Les jeudis soir, je sais pas pourquoi, j'arrive toujours à mes cours de russe avec au moins dix ou même treize bonnes minutes de retard. Et chaque fois Eva se montre outrée et j'en ai pour plusieurs interminables secondes à soutenir un silence coupable et gênant avant de me faire pardonner ; lesdites secondes sont comme il se doit suivies d'une ou deux minutes de bavardage superficiel et puis tout d'un coup nous basculons invariablement, après deux ou trois calins, dans les bonnes grâces de la petite fille de quelque vieux prince de la sainte Russie. Eva sourit, le cours peut commencer.

Avec ou malgré ce rituel j'avance dans mon apprentisage de la langue russe. L'alphabet et les magnifiques verbes et aussi les sonorités me séduisent. Je répète cent fois les mêmes mots les mêmes phrases en fixant ses lèvres et ses mains.

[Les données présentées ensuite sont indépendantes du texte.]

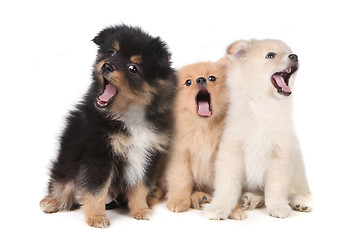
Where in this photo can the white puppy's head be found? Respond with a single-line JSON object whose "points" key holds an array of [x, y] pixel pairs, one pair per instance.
{"points": [[266, 66]]}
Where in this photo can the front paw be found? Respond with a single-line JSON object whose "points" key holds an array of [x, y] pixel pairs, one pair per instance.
{"points": [[98, 221], [214, 213], [178, 205], [238, 213], [250, 201], [199, 198], [141, 214], [278, 210], [301, 203]]}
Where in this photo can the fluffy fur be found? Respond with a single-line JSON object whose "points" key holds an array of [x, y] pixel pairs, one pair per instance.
{"points": [[259, 149], [200, 108], [116, 137]]}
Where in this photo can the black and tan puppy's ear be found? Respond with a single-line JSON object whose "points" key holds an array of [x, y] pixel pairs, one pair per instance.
{"points": [[237, 49], [101, 37]]}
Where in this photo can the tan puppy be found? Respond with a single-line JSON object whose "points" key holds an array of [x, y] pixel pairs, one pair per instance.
{"points": [[200, 108], [259, 149]]}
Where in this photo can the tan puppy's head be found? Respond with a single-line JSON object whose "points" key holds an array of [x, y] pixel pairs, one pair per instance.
{"points": [[202, 89], [269, 64]]}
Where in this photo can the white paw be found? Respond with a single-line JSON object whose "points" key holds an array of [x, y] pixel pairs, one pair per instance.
{"points": [[301, 203], [250, 201], [278, 209], [213, 213]]}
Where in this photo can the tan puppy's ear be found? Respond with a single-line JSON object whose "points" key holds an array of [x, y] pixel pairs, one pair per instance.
{"points": [[237, 49], [222, 61]]}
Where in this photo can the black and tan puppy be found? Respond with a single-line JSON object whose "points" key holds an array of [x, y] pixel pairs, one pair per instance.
{"points": [[114, 140]]}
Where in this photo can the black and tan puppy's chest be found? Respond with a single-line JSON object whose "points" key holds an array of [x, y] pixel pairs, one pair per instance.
{"points": [[114, 140]]}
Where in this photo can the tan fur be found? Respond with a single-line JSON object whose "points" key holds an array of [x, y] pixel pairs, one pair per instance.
{"points": [[196, 138], [137, 59], [94, 209], [93, 206], [137, 203], [259, 149], [120, 142]]}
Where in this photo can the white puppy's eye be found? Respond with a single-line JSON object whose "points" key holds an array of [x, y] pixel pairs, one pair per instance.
{"points": [[212, 78], [270, 55]]}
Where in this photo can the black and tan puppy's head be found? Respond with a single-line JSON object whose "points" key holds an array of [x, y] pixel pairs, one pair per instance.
{"points": [[130, 68], [202, 89]]}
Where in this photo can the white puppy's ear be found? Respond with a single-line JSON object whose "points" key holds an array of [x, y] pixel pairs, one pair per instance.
{"points": [[237, 49]]}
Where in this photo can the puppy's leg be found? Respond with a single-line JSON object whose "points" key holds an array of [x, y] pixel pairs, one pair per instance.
{"points": [[137, 196], [94, 208], [251, 200], [180, 182], [238, 213], [154, 197], [60, 197], [277, 183], [199, 198], [299, 192], [228, 178]]}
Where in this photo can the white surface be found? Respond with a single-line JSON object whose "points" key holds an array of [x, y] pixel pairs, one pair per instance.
{"points": [[46, 59]]}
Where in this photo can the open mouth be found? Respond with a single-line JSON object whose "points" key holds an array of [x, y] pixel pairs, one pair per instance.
{"points": [[203, 102], [280, 80], [107, 95]]}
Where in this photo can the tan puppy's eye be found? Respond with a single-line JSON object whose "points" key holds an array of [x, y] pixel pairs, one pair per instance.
{"points": [[212, 78], [132, 69], [270, 55]]}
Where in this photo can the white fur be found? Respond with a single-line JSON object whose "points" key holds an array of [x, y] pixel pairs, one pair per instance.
{"points": [[258, 150], [139, 149]]}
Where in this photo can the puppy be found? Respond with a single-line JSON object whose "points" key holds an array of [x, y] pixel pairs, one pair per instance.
{"points": [[200, 108], [114, 140], [259, 149]]}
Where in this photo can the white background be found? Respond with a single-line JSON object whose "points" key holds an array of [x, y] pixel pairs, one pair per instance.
{"points": [[45, 65]]}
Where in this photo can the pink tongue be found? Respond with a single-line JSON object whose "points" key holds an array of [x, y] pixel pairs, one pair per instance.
{"points": [[204, 109], [108, 93], [281, 83]]}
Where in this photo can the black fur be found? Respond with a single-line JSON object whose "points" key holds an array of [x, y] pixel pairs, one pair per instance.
{"points": [[86, 157]]}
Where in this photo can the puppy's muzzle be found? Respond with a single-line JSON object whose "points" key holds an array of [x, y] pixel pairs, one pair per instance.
{"points": [[107, 68], [293, 57], [201, 81]]}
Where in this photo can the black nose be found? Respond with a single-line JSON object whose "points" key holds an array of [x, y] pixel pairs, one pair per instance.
{"points": [[107, 67], [293, 57], [201, 80]]}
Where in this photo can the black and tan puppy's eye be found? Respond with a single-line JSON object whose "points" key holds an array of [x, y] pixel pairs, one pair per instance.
{"points": [[212, 78], [132, 69], [113, 52], [270, 55]]}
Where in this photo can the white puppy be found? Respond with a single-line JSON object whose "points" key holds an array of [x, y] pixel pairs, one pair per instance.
{"points": [[259, 149]]}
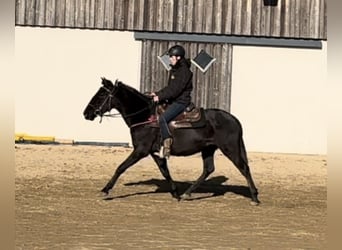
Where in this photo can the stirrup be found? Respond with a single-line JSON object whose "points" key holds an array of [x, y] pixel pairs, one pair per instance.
{"points": [[162, 153]]}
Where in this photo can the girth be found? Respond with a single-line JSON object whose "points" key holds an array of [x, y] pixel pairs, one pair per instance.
{"points": [[192, 117]]}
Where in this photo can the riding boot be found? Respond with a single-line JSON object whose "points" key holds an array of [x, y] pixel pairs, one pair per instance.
{"points": [[166, 148]]}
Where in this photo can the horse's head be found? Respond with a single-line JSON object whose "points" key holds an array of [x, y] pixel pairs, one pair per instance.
{"points": [[102, 101]]}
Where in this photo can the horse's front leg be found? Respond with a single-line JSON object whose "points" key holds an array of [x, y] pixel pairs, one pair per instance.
{"points": [[133, 158], [208, 168], [162, 165]]}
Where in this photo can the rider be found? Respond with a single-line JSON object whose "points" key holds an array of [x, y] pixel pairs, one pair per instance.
{"points": [[177, 92]]}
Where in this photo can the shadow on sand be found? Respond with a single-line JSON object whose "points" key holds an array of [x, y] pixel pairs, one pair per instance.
{"points": [[212, 187]]}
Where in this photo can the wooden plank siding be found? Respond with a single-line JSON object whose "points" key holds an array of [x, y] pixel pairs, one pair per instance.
{"points": [[304, 19], [211, 89]]}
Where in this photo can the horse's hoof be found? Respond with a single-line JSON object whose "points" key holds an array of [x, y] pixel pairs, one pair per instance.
{"points": [[185, 196], [105, 191], [254, 203]]}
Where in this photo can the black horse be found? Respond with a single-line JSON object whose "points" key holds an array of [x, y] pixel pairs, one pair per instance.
{"points": [[221, 131]]}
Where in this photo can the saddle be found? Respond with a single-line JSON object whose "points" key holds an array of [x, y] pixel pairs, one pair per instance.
{"points": [[192, 117]]}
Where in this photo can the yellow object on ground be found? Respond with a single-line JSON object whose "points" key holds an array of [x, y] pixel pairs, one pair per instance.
{"points": [[20, 137]]}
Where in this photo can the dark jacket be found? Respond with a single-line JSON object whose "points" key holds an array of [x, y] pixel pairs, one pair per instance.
{"points": [[179, 86]]}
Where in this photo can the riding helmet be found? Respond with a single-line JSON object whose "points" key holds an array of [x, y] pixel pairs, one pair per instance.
{"points": [[176, 50]]}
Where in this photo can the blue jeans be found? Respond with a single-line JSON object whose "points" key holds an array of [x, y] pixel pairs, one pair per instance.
{"points": [[171, 112]]}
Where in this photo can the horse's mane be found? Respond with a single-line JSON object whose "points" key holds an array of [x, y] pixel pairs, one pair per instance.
{"points": [[133, 92]]}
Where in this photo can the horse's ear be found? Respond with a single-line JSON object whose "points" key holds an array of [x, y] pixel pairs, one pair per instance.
{"points": [[103, 80]]}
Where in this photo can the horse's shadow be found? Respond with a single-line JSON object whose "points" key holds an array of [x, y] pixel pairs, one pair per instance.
{"points": [[212, 187]]}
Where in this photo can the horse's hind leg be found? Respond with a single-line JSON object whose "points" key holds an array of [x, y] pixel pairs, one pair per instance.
{"points": [[162, 165], [208, 168], [237, 154]]}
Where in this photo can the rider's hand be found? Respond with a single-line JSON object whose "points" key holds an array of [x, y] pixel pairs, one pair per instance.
{"points": [[155, 98]]}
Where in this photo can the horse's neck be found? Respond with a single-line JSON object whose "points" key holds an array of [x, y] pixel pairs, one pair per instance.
{"points": [[134, 109]]}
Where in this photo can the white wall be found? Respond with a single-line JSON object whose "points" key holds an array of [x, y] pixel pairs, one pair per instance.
{"points": [[279, 95], [59, 70]]}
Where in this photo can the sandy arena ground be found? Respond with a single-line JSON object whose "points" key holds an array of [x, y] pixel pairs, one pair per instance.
{"points": [[58, 205]]}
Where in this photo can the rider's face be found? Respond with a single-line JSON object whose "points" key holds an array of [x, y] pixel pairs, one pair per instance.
{"points": [[174, 59]]}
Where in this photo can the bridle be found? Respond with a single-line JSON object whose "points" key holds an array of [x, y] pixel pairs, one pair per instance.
{"points": [[107, 100]]}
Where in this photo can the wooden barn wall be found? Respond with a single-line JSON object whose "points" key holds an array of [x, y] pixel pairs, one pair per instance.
{"points": [[212, 89], [290, 18]]}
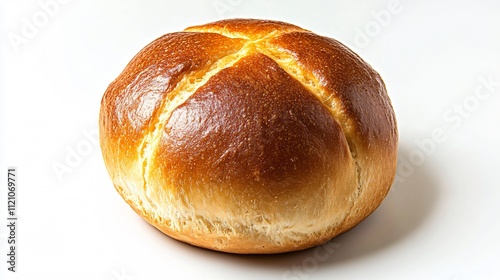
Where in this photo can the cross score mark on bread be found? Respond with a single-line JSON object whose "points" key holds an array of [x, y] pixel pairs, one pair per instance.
{"points": [[249, 136]]}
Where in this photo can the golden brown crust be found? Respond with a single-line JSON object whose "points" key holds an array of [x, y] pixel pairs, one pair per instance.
{"points": [[263, 138], [251, 29]]}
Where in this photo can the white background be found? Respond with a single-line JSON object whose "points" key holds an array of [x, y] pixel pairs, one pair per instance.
{"points": [[440, 221]]}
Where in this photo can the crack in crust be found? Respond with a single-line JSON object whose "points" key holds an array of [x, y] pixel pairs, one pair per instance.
{"points": [[191, 82]]}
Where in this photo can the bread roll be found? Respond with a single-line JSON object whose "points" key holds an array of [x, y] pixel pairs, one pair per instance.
{"points": [[249, 136]]}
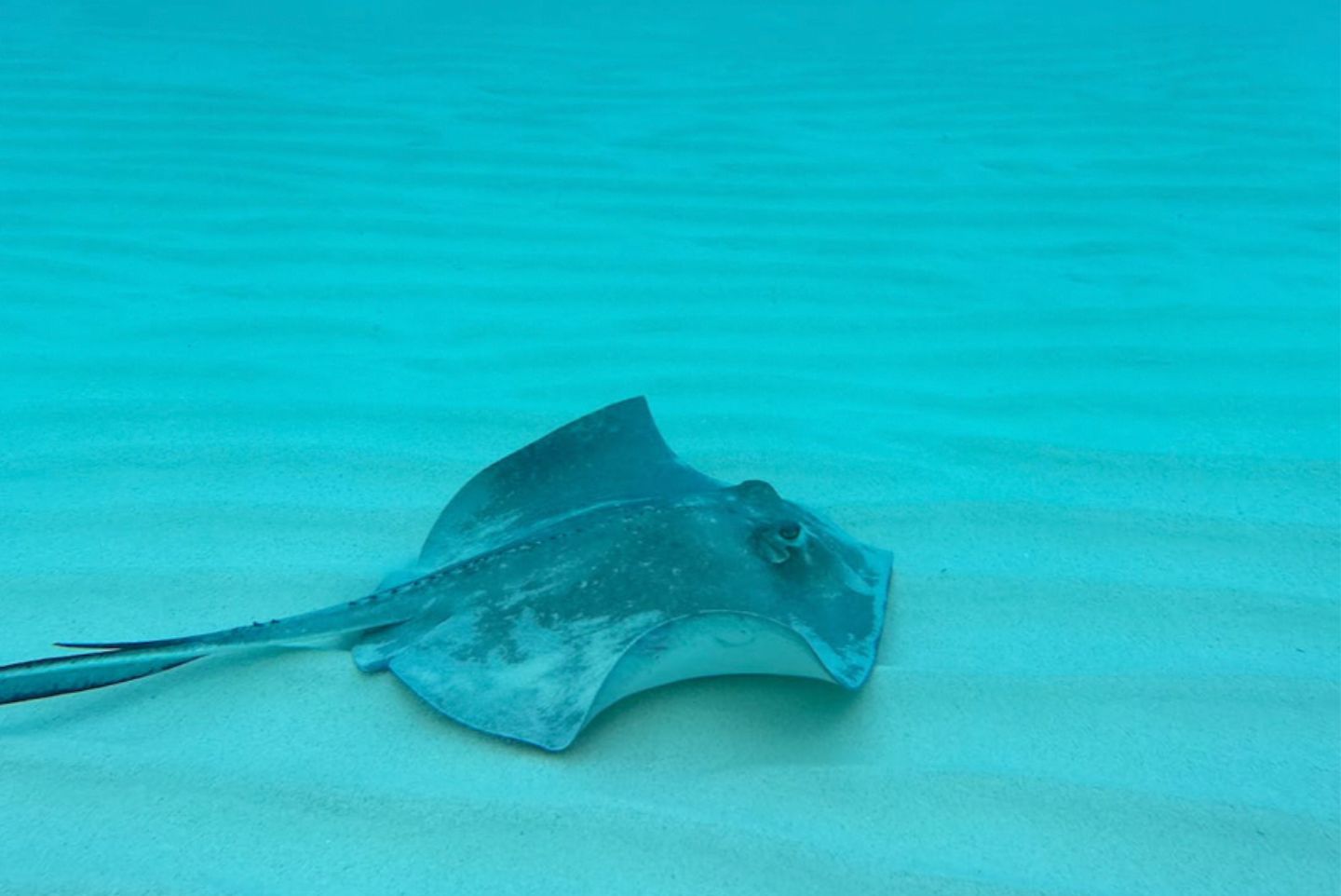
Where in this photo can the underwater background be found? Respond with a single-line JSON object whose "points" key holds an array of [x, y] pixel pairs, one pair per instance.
{"points": [[1041, 296]]}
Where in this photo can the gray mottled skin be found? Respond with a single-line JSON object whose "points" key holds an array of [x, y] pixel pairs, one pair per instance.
{"points": [[546, 570]]}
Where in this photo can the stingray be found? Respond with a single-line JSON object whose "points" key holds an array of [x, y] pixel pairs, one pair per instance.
{"points": [[584, 567]]}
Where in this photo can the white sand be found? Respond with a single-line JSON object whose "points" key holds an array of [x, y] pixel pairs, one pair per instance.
{"points": [[1046, 305]]}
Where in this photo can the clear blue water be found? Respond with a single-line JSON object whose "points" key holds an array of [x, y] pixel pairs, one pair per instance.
{"points": [[1042, 298]]}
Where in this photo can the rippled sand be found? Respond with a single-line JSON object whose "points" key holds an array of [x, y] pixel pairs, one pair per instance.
{"points": [[1046, 305]]}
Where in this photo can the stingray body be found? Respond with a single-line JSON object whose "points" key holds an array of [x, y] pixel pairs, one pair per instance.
{"points": [[590, 565]]}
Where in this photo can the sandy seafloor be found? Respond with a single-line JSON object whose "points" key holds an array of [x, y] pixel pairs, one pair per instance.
{"points": [[1044, 301]]}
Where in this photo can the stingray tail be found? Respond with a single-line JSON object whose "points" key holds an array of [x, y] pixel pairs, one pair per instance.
{"points": [[57, 675]]}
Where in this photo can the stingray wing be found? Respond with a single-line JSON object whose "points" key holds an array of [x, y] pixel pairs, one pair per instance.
{"points": [[538, 686], [609, 455]]}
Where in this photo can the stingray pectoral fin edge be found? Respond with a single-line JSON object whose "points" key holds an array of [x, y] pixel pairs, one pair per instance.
{"points": [[548, 715]]}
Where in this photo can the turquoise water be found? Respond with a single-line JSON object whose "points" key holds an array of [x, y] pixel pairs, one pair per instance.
{"points": [[1041, 298]]}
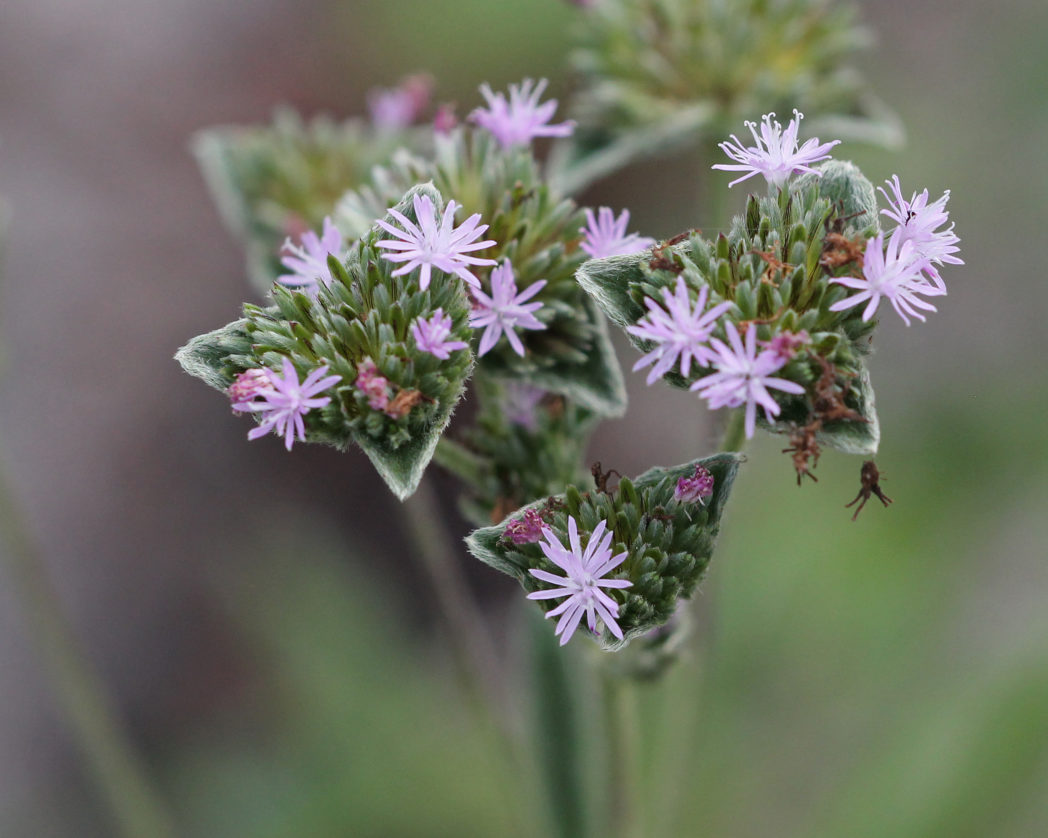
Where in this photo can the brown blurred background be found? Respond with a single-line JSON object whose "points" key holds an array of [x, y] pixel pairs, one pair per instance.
{"points": [[151, 506]]}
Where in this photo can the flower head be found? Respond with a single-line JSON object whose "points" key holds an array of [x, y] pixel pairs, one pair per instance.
{"points": [[521, 118], [372, 384], [896, 273], [246, 387], [742, 377], [307, 261], [527, 529], [776, 154], [605, 235], [287, 401], [679, 329], [429, 245], [696, 488], [431, 335], [918, 222], [519, 401], [396, 108], [505, 310], [585, 571]]}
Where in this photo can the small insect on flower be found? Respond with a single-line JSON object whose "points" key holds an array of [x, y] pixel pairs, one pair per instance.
{"points": [[287, 401], [505, 310], [776, 155], [696, 488], [583, 580], [605, 235], [429, 245], [678, 329], [431, 335], [521, 118], [307, 261]]}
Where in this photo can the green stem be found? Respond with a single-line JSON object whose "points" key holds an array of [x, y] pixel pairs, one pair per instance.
{"points": [[624, 755], [114, 766]]}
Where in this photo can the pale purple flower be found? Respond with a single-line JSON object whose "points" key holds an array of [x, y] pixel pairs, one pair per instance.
{"points": [[527, 529], [372, 384], [583, 579], [776, 154], [519, 119], [505, 310], [287, 401], [605, 235], [696, 488], [246, 387], [679, 329], [519, 402], [396, 108], [431, 335], [896, 273], [742, 377], [429, 245], [919, 222], [307, 261]]}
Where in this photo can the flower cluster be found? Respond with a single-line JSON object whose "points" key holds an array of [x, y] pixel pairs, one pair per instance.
{"points": [[285, 401], [307, 261], [505, 310], [605, 235], [777, 154], [429, 244], [521, 118], [584, 578]]}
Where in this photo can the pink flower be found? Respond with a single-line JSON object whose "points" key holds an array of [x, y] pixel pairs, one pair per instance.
{"points": [[743, 377], [308, 260], [521, 118], [287, 401], [679, 330], [605, 235], [431, 335], [428, 245], [585, 571], [696, 488], [505, 310], [895, 273], [372, 384], [919, 222], [776, 154]]}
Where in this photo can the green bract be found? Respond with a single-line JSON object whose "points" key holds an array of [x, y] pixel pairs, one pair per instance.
{"points": [[660, 74], [669, 543], [278, 180], [774, 266], [366, 313], [538, 230]]}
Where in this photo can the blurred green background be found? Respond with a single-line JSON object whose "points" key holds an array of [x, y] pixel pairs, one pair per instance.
{"points": [[277, 656]]}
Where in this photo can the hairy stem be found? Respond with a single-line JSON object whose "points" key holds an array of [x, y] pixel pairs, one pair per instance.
{"points": [[116, 769]]}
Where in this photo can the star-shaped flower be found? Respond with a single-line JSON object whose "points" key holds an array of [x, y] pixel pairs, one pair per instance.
{"points": [[896, 273], [505, 310], [584, 578], [521, 118], [776, 154], [307, 261], [743, 377], [605, 235], [288, 401], [429, 245], [431, 335], [679, 329], [919, 222]]}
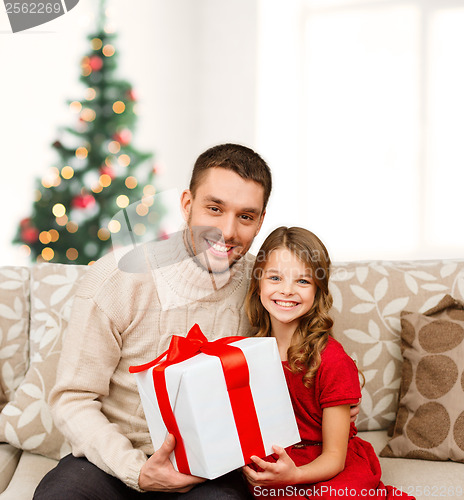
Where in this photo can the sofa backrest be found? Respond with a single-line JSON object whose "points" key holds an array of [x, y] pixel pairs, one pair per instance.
{"points": [[368, 299]]}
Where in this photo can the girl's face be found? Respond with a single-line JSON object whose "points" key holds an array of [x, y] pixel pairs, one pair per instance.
{"points": [[287, 289]]}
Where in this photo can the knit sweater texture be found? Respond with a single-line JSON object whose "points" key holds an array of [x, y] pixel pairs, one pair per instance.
{"points": [[122, 318]]}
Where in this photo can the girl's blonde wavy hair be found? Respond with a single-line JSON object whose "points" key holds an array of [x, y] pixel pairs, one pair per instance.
{"points": [[315, 327]]}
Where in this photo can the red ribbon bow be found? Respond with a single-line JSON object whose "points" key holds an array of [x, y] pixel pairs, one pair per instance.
{"points": [[237, 378]]}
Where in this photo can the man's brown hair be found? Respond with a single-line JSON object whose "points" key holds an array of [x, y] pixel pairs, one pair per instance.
{"points": [[242, 160]]}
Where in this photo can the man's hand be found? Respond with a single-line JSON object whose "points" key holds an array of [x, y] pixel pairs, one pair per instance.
{"points": [[158, 474], [354, 411]]}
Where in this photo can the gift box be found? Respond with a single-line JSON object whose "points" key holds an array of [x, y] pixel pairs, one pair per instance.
{"points": [[223, 401]]}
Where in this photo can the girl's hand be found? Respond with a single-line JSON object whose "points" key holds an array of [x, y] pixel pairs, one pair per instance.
{"points": [[284, 471]]}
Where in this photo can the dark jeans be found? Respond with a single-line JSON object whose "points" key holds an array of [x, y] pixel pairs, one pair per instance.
{"points": [[77, 479]]}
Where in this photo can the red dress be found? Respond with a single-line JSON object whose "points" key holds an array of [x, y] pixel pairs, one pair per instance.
{"points": [[336, 383]]}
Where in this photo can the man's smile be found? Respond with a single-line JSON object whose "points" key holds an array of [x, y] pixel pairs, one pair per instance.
{"points": [[219, 249]]}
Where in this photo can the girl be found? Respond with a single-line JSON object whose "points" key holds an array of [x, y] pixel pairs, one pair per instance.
{"points": [[289, 299]]}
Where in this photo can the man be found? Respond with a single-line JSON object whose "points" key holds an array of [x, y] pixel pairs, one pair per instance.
{"points": [[121, 319]]}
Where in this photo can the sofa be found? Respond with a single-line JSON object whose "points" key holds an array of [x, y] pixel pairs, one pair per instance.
{"points": [[370, 300]]}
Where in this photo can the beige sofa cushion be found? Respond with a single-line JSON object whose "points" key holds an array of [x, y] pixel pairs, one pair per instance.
{"points": [[14, 329], [26, 421], [368, 299], [9, 458], [28, 474], [430, 421]]}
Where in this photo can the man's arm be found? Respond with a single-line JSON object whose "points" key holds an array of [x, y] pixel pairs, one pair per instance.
{"points": [[91, 354]]}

J'offre des chocolats. Je bois le thé du samovar et un grand verre d'eau à moitié rempli de glaçons. Je demande avez-vous lu Nina Berberova, elle dit j'ai lu trois fois Dostoïevski deux fois en russe, une en anglais. Je dis Marina Tsvétaìeva et elle a les larmes aux yeux, elle ne répondra pas, elle fait souvent le signe de croix et de longs discours anticommunistes et je n'écoute pas. Je rentre trop tard et j'allume les bougies blanches et je passe une partie de la nuit dans mes dictionnaires.